We decided to make jam. My Mom used to make jam when I was a kid. The Farmer and I gave away mini jams as wedding favors. I remember at the end of the party his Grandfather telling his Grandmother to put as many of the leftover jars as she could in her purse. It was cute.
Anyway, we have not made jam in a few years. Recently the kid has figured out that peanut butter and jelly sandwiches are pretty good. I'm hoping that homemade jam will knock her socks off.
We made a mixed berry jam using: most of a 5# bag of frozen strawberries that the Farmer picked up at Maine's (a restaurant supply store), a bag of mixed berries I found in the back of the freezer, the raspberries we picked this summer, and finally, some of the blueberries we picked at Stan's Berry Patch.
The Farmer also found pectin at Maine's. He called me and was asking what kind to get, but his cell phone kept cutting out in the store so he would go outside to call me back. But, by the time he got out there he had forgotten what the two different kinds were. I was telling him "Why are you asking me what kind to get when you cant remember what they are? Just read the box and get the ones that say jam." My co-workers were laughing at me.
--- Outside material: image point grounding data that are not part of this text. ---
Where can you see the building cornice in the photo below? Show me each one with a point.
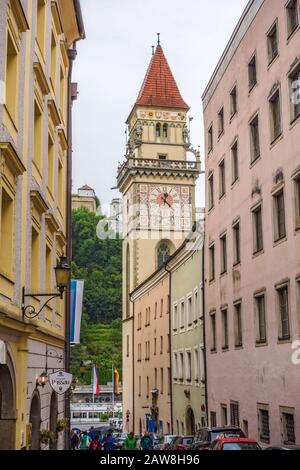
(149, 283)
(12, 159)
(238, 34)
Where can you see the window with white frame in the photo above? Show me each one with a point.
(175, 317)
(288, 425)
(234, 162)
(188, 374)
(221, 121)
(275, 115)
(257, 229)
(294, 80)
(202, 364)
(292, 12)
(263, 423)
(283, 311)
(212, 262)
(236, 243)
(254, 139)
(196, 306)
(238, 327)
(175, 366)
(252, 72)
(297, 200)
(224, 315)
(196, 364)
(210, 191)
(182, 314)
(189, 311)
(181, 366)
(279, 215)
(222, 179)
(223, 253)
(210, 138)
(213, 332)
(260, 320)
(233, 101)
(201, 301)
(272, 40)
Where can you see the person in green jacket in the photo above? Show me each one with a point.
(130, 442)
(85, 441)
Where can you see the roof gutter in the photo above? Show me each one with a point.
(79, 19)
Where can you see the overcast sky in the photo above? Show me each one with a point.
(111, 65)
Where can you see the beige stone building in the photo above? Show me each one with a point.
(85, 197)
(187, 341)
(252, 248)
(151, 365)
(36, 55)
(157, 181)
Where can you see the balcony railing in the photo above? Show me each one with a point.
(159, 165)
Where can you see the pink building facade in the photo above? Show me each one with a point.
(252, 249)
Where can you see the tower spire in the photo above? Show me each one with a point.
(159, 87)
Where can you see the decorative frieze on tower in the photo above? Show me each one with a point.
(158, 186)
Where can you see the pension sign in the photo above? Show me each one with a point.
(60, 381)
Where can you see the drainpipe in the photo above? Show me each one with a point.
(133, 369)
(170, 346)
(71, 55)
(204, 326)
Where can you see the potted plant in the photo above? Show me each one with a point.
(62, 424)
(46, 436)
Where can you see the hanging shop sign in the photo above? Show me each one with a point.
(60, 381)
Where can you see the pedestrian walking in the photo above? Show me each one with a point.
(95, 444)
(130, 442)
(74, 441)
(146, 442)
(109, 442)
(85, 441)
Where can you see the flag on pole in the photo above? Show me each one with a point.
(76, 310)
(96, 386)
(116, 381)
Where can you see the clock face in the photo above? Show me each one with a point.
(164, 197)
(164, 207)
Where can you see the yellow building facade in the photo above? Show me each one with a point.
(157, 181)
(36, 39)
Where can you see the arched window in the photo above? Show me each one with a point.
(165, 130)
(158, 130)
(163, 253)
(127, 313)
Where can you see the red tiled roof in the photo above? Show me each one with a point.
(159, 87)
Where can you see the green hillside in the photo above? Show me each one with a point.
(98, 262)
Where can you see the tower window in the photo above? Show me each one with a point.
(252, 74)
(165, 130)
(292, 16)
(163, 253)
(158, 130)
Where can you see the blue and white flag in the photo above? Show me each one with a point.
(76, 310)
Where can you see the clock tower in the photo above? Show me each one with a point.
(157, 181)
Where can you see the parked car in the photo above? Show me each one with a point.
(165, 441)
(208, 435)
(283, 447)
(181, 442)
(235, 443)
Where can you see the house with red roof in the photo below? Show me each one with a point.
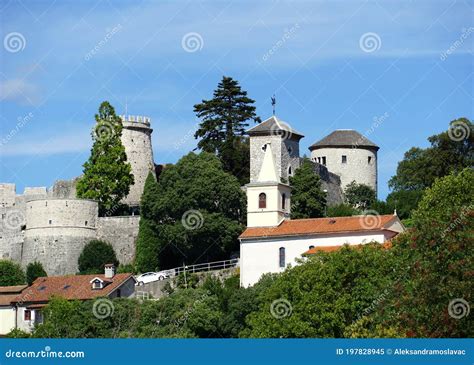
(273, 241)
(29, 303)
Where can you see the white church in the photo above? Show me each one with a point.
(272, 240)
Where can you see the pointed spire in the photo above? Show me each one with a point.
(268, 170)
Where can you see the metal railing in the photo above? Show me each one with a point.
(208, 266)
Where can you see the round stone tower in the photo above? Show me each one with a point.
(348, 154)
(136, 138)
(56, 232)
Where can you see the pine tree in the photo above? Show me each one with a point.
(307, 198)
(107, 174)
(224, 120)
(146, 257)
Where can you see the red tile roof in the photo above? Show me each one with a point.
(9, 293)
(314, 226)
(317, 249)
(70, 287)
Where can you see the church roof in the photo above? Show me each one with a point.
(274, 125)
(315, 226)
(344, 138)
(314, 250)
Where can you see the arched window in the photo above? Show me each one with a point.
(282, 257)
(262, 200)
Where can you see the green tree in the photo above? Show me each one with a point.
(450, 151)
(224, 119)
(307, 198)
(324, 295)
(360, 195)
(107, 174)
(34, 270)
(147, 252)
(197, 213)
(95, 255)
(11, 273)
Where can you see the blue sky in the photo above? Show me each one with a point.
(332, 65)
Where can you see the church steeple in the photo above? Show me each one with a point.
(268, 199)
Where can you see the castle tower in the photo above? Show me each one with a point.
(285, 146)
(136, 138)
(268, 200)
(57, 231)
(348, 154)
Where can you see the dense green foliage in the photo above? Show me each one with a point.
(107, 174)
(34, 270)
(450, 151)
(360, 195)
(224, 119)
(307, 198)
(95, 255)
(11, 273)
(196, 213)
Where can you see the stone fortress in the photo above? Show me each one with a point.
(53, 226)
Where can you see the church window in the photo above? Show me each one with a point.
(262, 200)
(282, 257)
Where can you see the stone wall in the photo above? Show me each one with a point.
(121, 233)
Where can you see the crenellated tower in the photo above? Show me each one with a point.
(136, 138)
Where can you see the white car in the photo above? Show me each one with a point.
(149, 277)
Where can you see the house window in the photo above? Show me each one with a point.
(282, 257)
(262, 200)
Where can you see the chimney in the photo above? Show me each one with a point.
(109, 271)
Today, we played with the berry lava. The actual process of making jam is really easy.
1. Prep your jars and supplies
2. Prep your fruit, measure it, and dump in big pot
3. Dump in pectin and bring to a boil.
4. Dump in a ton of sugar and bring back to a boil
5. Jar (the big deal here is that the rims are clean so you get a good seal)
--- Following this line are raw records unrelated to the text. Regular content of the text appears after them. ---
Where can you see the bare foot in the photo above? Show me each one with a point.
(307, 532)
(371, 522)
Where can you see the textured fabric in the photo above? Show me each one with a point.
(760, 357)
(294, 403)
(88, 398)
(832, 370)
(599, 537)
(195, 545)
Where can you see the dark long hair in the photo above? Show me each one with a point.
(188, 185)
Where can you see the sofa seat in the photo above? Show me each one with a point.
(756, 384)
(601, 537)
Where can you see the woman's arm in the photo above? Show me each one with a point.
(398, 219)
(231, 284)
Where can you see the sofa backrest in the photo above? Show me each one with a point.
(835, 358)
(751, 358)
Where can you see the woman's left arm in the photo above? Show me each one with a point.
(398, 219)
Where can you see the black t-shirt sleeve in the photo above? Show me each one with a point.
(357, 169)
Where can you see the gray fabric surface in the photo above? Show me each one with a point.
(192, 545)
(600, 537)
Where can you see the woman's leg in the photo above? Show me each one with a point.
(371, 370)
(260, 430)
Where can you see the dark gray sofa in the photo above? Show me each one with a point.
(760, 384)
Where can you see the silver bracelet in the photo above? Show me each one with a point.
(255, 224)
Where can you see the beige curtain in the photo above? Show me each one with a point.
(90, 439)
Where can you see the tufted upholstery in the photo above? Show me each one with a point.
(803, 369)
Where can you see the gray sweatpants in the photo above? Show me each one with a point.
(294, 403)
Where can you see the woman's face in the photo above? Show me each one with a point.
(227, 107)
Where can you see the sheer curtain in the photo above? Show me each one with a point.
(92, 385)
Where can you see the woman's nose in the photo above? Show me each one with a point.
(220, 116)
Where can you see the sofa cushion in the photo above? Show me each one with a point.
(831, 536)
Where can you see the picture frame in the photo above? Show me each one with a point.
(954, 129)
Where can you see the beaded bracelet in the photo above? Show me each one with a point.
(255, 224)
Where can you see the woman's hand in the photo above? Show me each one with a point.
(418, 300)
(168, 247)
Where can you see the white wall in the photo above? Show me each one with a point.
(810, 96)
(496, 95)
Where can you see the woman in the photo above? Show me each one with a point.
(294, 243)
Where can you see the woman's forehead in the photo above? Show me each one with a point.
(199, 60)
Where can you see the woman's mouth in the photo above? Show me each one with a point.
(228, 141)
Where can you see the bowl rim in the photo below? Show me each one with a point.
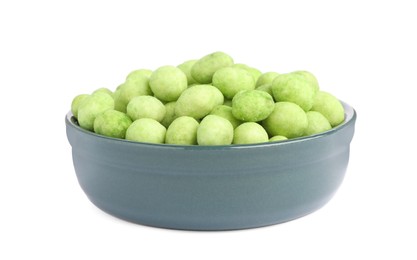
(349, 111)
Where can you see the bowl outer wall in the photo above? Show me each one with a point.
(211, 187)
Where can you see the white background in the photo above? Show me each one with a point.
(364, 52)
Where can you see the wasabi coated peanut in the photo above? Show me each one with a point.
(204, 69)
(198, 101)
(232, 80)
(277, 138)
(292, 87)
(139, 75)
(266, 78)
(186, 68)
(76, 103)
(182, 130)
(309, 77)
(317, 123)
(254, 72)
(250, 133)
(214, 130)
(267, 88)
(330, 107)
(169, 114)
(167, 83)
(252, 105)
(136, 84)
(112, 123)
(287, 119)
(146, 130)
(104, 90)
(226, 112)
(91, 107)
(146, 107)
(227, 102)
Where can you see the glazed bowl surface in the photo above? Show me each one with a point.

6. Boil the jars and make sure that the lid "pops" down to ensure that it is sealed.
Read the directions. Pay close attention to the stuff that needs to be sterile. But, don't be intimidated by canning. It took us just over 2 hours start to finish, but it did not demand our constant attention. It would have been less time, but we made a triple batch. We ended up with 22 jars. We would have had 23, but for the first time ever, a jar broke while it was in the boil. Not sure what caused it, but if it was meant to be I'm glad it happened in the canner, not on my counter.
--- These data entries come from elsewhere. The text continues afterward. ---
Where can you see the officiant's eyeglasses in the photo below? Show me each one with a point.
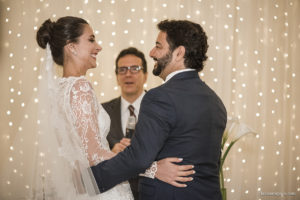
(133, 69)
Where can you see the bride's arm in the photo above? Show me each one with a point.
(85, 108)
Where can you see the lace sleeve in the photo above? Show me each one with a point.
(85, 108)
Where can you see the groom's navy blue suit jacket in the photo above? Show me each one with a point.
(182, 118)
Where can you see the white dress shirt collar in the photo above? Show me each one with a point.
(177, 72)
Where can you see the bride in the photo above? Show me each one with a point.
(72, 124)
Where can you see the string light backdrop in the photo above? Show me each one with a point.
(253, 66)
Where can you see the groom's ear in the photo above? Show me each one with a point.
(179, 53)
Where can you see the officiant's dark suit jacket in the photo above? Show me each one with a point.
(113, 108)
(182, 118)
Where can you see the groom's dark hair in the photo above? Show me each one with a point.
(191, 36)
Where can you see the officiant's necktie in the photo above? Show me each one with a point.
(130, 123)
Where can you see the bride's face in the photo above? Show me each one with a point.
(87, 48)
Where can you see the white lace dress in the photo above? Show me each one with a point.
(77, 100)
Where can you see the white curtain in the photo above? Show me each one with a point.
(253, 66)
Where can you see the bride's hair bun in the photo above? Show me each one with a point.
(43, 35)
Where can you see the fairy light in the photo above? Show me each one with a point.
(255, 76)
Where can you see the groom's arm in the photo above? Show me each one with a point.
(156, 119)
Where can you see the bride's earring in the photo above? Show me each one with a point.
(74, 52)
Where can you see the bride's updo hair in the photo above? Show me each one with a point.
(65, 30)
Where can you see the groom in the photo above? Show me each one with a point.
(182, 118)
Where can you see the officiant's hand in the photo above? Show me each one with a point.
(118, 147)
(171, 173)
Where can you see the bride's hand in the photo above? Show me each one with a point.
(171, 173)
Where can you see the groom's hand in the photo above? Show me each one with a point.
(118, 147)
(171, 173)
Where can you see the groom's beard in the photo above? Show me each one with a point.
(161, 63)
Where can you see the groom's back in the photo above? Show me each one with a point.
(195, 135)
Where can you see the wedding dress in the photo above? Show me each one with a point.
(80, 105)
(53, 160)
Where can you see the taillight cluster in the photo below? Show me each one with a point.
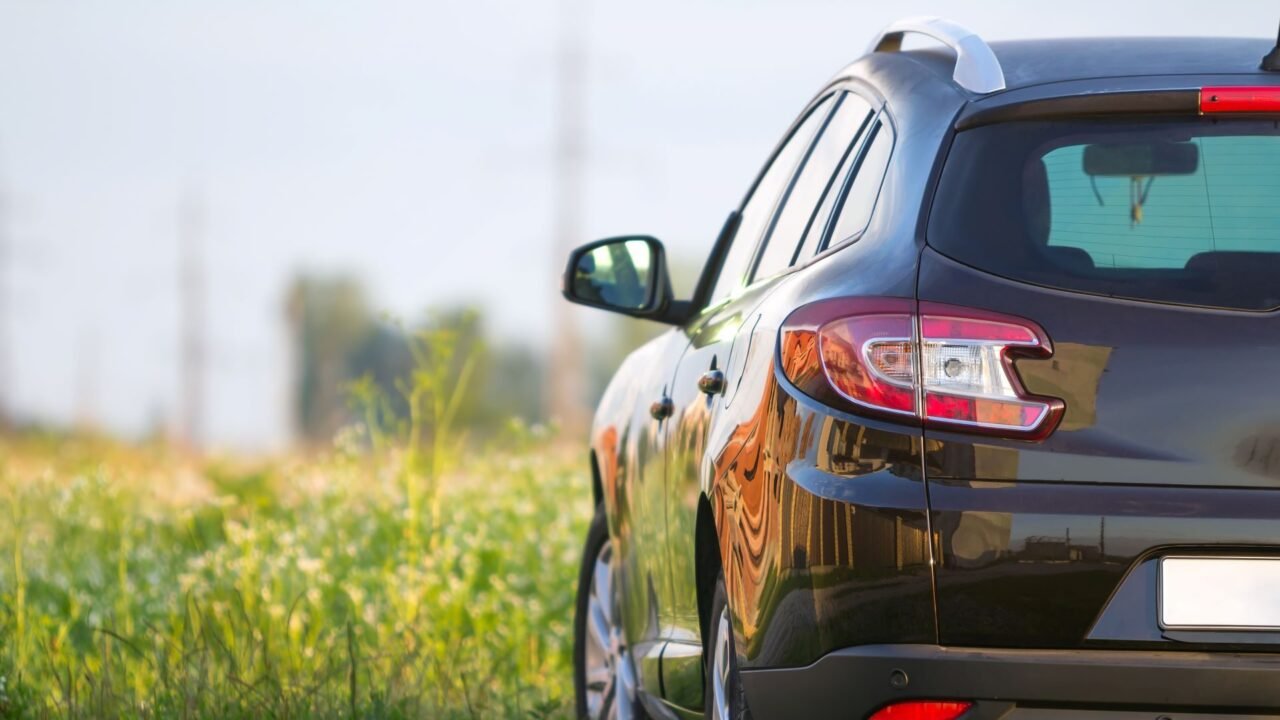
(922, 710)
(944, 365)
It's easy to read a jam recipe and start to go into a hyper-glycemic shock because of the massive amounts of sugar the recipe calls for. They do make pectin formulated for low/no sugar recipes, but in my experience it does not set well. The trick is to mix the two in double or larger batches. A double batch with one of the regular and one of the low sugar versions will cut the sugar in half. Today's batch is a 2/3 regular-1/3 low sugar recipe.